How To Find The Sitemap of a Website
Can't find the sitemap of a website?
Sometimes it can be difficult to find the sitemap as there is more than one way to create one.
Then there are all the different file types XML, TXT, RSS and ATOM. Where do you start?
I will give you 5 ways to locate the sitemap on any site.
Before we jump in, let's define what a sitemap is. Knowing this will help us find where the sitemap is hiding.
You can't hide sitemap, we are on to you!
Once you have found the sitemap don't forget to submit it to Google and Bing.
What is a Sitemap?
A sitemap is a list of all the pages on your website.
Software that visits your website called a crawler uses this sitemap to find its way around.
A good example of a crawler is Googlebot. Googlebot visits your pages to read them and adds the content to Google Search.
This is why a sitemap is so useful. Rather than Googlebot searching for all the pages, the sitemap does the hard work. Making the Googlebot faster at finding your pages.
As well as having a sitemap you should also tell Google where you keep it. Googlebot can then use this sitemap on its next visit.
To tell Google, add the sitemap to the Google Search Console.
But, what do we submit exactly?
There are a few formats of sitemaps, like:
- XML
- RSS / ATOM File
- Plain Text file
The most common is XML as it is the most flexible. It allows you to link sitemaps together and link to language-specific pages.
This file looks like HTML for example:
<?xml version="1.0" encoding="UTF-8"?>
<urlset xmlns="http://www.sitemaps.org/schemas/sitemap/0.9">
<url>
<loc>http://www.example.com/foo.html</loc>
<lastmod>2018-06-04</lastmod>
</url>
...
This example lists the pages on the site and also when the page last changed using the lastmod
tag.
You can also do the same with RSS or ATOM feeds. These are XML feeds in a different format.
Almost all blog software can create an RSS or ATOM feed. But be careful with this.
Some blog software will only produce a list of recent blog posts. You should list all of the pages of your website in your sitemap.
The last type is a plain text file.

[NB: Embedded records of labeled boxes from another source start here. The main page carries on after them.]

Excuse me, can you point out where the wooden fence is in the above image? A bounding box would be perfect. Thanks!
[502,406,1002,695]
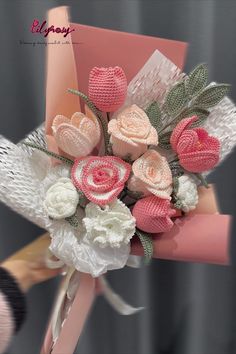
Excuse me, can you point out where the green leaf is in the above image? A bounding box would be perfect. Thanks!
[169,161,184,177]
[185,64,208,97]
[146,102,162,132]
[176,106,210,128]
[136,229,153,263]
[158,131,172,150]
[195,84,230,108]
[164,81,186,116]
[195,173,209,188]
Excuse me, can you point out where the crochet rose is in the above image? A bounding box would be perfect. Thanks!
[83,199,135,248]
[71,156,131,205]
[52,112,101,157]
[170,116,220,173]
[132,195,175,234]
[44,177,79,220]
[128,150,172,199]
[108,104,158,160]
[88,66,127,112]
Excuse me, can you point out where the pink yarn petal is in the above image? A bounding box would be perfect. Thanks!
[132,195,173,233]
[179,150,219,173]
[170,116,198,151]
[177,129,198,154]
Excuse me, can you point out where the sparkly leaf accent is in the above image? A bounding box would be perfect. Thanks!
[195,84,230,108]
[164,81,186,116]
[146,102,162,132]
[185,64,208,97]
[136,229,153,263]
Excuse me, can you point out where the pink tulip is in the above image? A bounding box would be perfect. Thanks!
[88,66,127,112]
[132,195,176,234]
[170,116,220,173]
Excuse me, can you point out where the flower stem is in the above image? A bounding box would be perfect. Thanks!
[68,88,110,155]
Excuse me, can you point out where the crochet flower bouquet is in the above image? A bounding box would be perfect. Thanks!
[0,5,233,353]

Although this is less common it is still in use, here is a sample of the sitemap from Starbucks:
https://www.starbucks.com/menu
https://www.starbucks.com/menu/drinks
https://www.starbucks.com/menu/drinks/hot-coffees
...
The text file only has a list of the sites pages, one page on each line. There is no extra information such as the last changed date. It's the simplest but also the least flexible.
If you need to create a sitemap for a new site then use the XML format.
Many Sitemaps
When you visit large sites such as the BBC you will find that they have many sitemaps. This is because there is a limit of 50,000 pages and a file size limit of 50MB.

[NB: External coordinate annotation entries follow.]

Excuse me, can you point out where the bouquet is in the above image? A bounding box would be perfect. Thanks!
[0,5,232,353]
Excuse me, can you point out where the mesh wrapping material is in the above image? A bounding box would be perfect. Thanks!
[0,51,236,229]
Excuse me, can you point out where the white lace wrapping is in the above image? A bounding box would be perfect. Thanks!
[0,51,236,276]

To link sitemaps together it is possible to have a master sitemap that links to all the others.
To do this you must use XML and the sitemap
tag as we have below:
...
<sitemap>
<loc>
https://example.com/hats/sitemap.xml
</loc>
</sitemap>
...
We have covered, what a sitemap is and how they split into many files. let's look at some ways you can find a sitemap.
How to Find the Sitemap?
There are 5 ways to find the sitemap on a site. These are:
- Use Robots.txt
- Manually
- Use Google Search
- Find RSS Sitemap in Source
- Google Search Console
Starting with the easiest to the most difficult. Let's start with robots!
Use Robots.txt
If you are lucky the sitemap will be in the robots.txt file.

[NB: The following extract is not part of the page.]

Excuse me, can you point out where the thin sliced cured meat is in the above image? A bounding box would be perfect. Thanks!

Like the sitemap, the robots file is also used by crawlers.
The Googlebot crawler uses the robots.txt file to see where it can and can't go.
You will find this file by adding /robots.txt to the end of the URL. Such as:
https://exmaple.com/robots.txt
Each line in this file is a “rule” and the crawler follows each rule listed.
The crawler needs to know where to go and the Sitemap:
rule shows the crawler where all the pages are.
For example, if we look at the robots txt file from Airbnb we can see the sitemaps listed at the end of the file:
Sitemap: https://www.airbnb.com/sitemap-master-index.xml.gz
Sitemap: https://www.airbnb.com/sitemap-p2-urls-index.xml.gz
Sitemap: https://www.airbnb.com/sitemap-p2_poi-urls-index.xml.gz
Sitemap: https://www.airbnb.com/sitemap-homes_filters_expansion-urls-index.xml.gz
Sitemap: https://www.airbnb.com/sitemap-homes_pdp-urls-index.xml.gz
Sitemap: https://www.airbnb.com/sitemap-things_to_do_cities_and_categories-urls-index.xml.gz
Sitemap: https://www.airbnb.com/sitemap-places_pdp-urls-index.xml.gz
Sitemap: https://www.airbnb.com/sitemap-experiences_p2-urls-index.xml.gz
Sitemap: https://www.airbnb.com/sitemap-experiences_pdp-urls-index.xml.gz
Sitemap: https://www.airbnb.com/sitemap-additional_things_to_do-urls-index.xml.gz
If you are lucky you now have your sitemap. If not, let's look at a manual check.
Manually
One way to find the sitemap is to try different common URLs. The most common sitemap location is at sitemap.xml
. So by adding this to the end of the domain name, you can test to see if the sitemap exists:
https://example.com/sitemap.xml
If you get a 404 then the sitemap was not found and we can try another filename.
sitemap.xml
is the most common but not the only one.
To get a list of other common sitemap filenames we looked at the sitemaps of 7000+ websites.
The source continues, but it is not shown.